Quando Enric Puig Punyet se propôs a abordar em um livro a forma como a hiperconectividade está afetando as nossas relações, não quis fazê-lo através do depoimento de neo-rurais: pessoas que optaram por se retirar ao campo fugindo do barulho e da agitação do mundo nas cidades. Em vez disso, se propôs a entrevistar pessoas que, sendo nativos digitais, se desconectaram sem renunciar a seu trabalho ou a sua vida social na cidade. E as encontrou: desde um vendedor desempregado que acabou fechando seu perfil no LinkedIn a uma jovem que organiza festas nas quais não se pode tirar nem publicar fotos nas redes sociais.
Nenhuma dessas pessoas tomou a decisão de se desconectar por motivos culturais, mas suas razões tinham relação com preservar a saúde mental e a qualidade de vida. “As pessoas com as quais falei concordam que em determinado momento tiveram uma espécie de revelação”, afirma. E o mais interessante é que ao sair desse turbilhão “se reconectaram com o mundo real, com ações e sensações que estavam esquecidas”.
Puig Punyet, que há anos pesquisa as mudanças provocadas pelas novas tecnologias na estrutura social, relembra que o novo modelo de negócio impulsionado pelo Google e pelos smartphones nos obriga a uma hiperconexão que acaba cobrando seu preço. “Na maioria dos casos representa uma perda de tempo e concentração tremenda.
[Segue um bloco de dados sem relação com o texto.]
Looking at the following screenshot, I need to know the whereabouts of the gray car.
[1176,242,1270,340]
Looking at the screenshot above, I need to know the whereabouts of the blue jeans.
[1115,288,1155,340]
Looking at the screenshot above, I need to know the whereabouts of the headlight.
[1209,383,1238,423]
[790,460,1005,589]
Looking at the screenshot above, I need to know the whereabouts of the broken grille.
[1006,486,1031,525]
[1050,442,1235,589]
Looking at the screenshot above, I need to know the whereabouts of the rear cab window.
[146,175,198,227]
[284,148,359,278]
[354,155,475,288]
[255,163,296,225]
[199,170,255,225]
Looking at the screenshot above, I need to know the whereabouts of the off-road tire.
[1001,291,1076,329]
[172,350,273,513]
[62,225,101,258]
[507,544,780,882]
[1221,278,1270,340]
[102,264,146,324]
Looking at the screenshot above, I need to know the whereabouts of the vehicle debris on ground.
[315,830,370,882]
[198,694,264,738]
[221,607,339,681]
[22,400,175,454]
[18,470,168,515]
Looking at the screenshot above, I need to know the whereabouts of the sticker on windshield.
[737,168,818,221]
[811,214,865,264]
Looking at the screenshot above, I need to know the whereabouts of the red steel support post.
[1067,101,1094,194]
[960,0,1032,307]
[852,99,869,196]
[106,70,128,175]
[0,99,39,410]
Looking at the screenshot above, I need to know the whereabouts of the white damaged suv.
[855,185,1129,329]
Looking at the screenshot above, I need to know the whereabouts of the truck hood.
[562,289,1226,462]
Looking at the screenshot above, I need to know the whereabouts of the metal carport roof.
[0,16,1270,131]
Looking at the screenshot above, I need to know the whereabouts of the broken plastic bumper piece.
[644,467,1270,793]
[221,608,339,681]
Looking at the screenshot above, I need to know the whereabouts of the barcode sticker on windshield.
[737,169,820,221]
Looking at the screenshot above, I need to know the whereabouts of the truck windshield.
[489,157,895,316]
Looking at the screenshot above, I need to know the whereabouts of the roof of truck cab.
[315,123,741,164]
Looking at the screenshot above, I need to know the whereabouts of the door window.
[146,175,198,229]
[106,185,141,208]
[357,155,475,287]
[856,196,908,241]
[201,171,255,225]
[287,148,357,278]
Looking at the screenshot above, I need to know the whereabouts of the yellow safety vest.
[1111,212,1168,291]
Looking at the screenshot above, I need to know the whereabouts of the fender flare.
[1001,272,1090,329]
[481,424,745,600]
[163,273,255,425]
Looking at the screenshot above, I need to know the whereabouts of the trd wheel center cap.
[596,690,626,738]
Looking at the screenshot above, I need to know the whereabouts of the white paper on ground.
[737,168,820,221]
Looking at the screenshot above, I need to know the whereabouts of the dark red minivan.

Esse dogma da multitarefa que nos vendem –e acreditamos– é algo que não existe. E então se está na grande dependência que se gera pela ansiedade de ter que estar sempre disponível”.
O psicólogo García Huete explica que no momento em que houver uma dependência do celular ou do tablet “temos que tratá-la como se estivéssemos enfrentando uma substância viciante, porque produz a mesma sensação gratificante a curto prazo e inquietação, ansiedade e síndrome de abstinência quando nos falta”. Entre as pautas básicas para se evitar o vício com as telas estão “reforçar nossos mecanismos de controle das emoções, planejar horários limitados e, se o problema se deriva do trabalho, utilizar dois celulares: um exclusivo para o âmbito de trabalho e outro para socializar”.
Por sua experiência, Puig Punyet acredita que a desconexão parcial será uma tendência em alta e que chegará das mãos dos jovens: “As novas gerações estão se dando conta do excesso e estão renunciando a estar hiperconectadas. Por conta de ter escrito o livro me chegaram muitos mais casos”, diz. “Há adolescentes que vão comer na rua com os amigos e estão deixando o celular em casa”.
É quase inevitável que em algum momento pontual todos nós utilizemos o celular em frente a um terceiro. Mas se o problema passa a ficar sério e nada do que foi dito antes funcionar, é possível formalizar um contrato proposto na internet, chamado Stop Phubbing. Cada um pode adaptá-lo a quem desejar: amigos, família ou cônjuge.